History

Sri Lanka
- Builder: Quigdao SY
- Commissioned: 1996
- Status: Inactive

General characteristics
- Type: Submarine chaser
- Displacement: 478 tonnes (470 long tons)
- Length: 62.8 m
- Beam: 7.2 m
- Draught: 2.4 m
- Propulsion: 4 × Chinese PR 230ZC diesel engines, 4 shafts
- Speed: 28 knots (52 km/h; 32 mph)
- Complement: 71
- Sensors & processing systems: 1 × Type 723 surface search radar
- Electronic warfare & decoys: Chinese copy of French Thomson-Sintra medium frequency SS-12 VDS sonar.
- Armament: 4 × Type 76A 37 mm gun (2 × 2); 4 × Type 69 14.5 mm heavy machine guns (2 × 2); 1 × Type 87 6-tubed ASW mortar; additional armaments.;
- Aircraft carried: none
- Aviation facilities: none

= SLNS Parakramabahu (P351) =

Sri Lankan navy corvette class submarine chaser

SLNS Parakramabahu (P351) was a Type 037 corvette class submarine chaser of the Sri Lanka Navy. The ship was named after King Parakramabahu I with warrior king of the ancient Sri Lankan Kingdom of Polonnaruwa. Purchased from the People's Liberation Army Navy, she served as the flagship of the fleet from 1996 to 2000.

==Operational history==
Since joining the Sri Lankan fleet in 1996 with the objective of enhancing the blue water capability of the navy, she served as the flagship of the navy from 1996 to 2000, and was deployed for patrolling the coastal waters around Sri Lanka to counter gunrunning by the LTTE. Due to this she was attached to the 7th Surveillance Command Squadron. During the Sri Lankan Civil War, Parakramabahu was involved in anti arms smuggling patrols and maritime surveillance. During the war she was involved in several sea battles with the LTTE Sea Tigers, including the 1997 battle of the coast of Mullaitivu. However, its operations were greatly limited due to frequent breakdowns and the requirement of an escort of crafts from the Fast Attack Flotilla, and found itself spending much time in port and in non operational areas.
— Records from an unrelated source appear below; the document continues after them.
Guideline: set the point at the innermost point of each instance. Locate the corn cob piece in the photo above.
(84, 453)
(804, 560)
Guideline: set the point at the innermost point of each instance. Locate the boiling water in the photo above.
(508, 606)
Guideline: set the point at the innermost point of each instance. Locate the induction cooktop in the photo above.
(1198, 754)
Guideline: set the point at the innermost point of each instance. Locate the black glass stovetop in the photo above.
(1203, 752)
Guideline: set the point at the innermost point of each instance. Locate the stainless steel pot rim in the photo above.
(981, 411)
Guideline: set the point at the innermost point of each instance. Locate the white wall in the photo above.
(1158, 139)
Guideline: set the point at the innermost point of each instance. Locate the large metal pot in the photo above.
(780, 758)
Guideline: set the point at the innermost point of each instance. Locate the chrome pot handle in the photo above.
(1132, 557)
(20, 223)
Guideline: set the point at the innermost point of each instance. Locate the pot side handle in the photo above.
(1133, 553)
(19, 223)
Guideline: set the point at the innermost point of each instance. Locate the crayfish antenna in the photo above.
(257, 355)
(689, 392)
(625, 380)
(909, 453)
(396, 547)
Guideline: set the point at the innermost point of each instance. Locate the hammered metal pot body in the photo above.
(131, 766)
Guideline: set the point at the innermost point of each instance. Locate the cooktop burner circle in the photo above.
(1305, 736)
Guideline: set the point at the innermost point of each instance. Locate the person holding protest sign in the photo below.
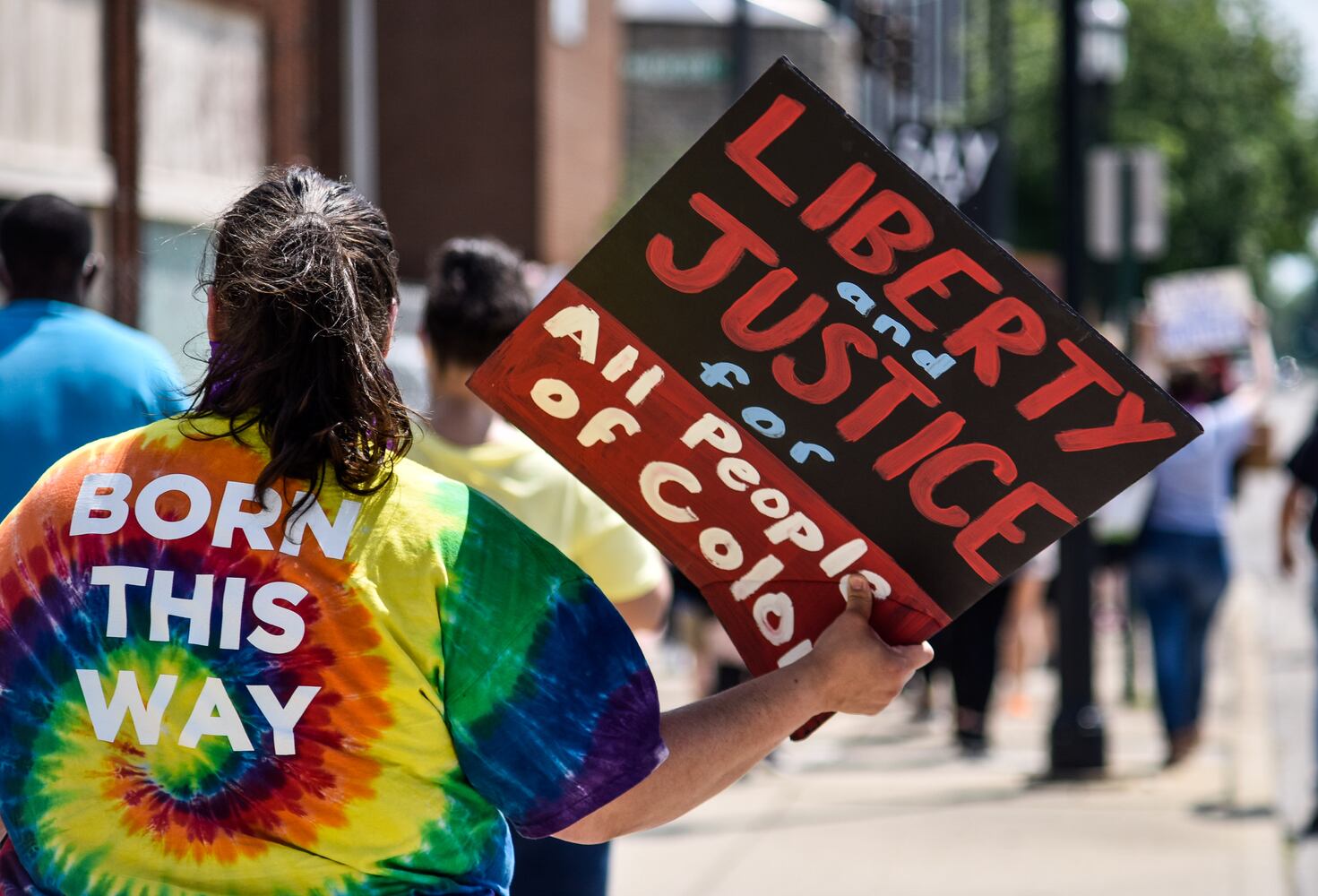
(475, 299)
(1298, 504)
(256, 650)
(1178, 565)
Since early 2000, it was based at SLNS Dakshina in Galle, without going to sea due to breakdowns and SLNS Sayura took over as the flagship in late 2000. She capsized and sank at her moorings at SLNS Dakshina when she was hit by the 2004 Indian Ocean tsunami. She was later re-floated by the Navy. She was damaged when the LTTE attacked SLNS Dakshina in 2006.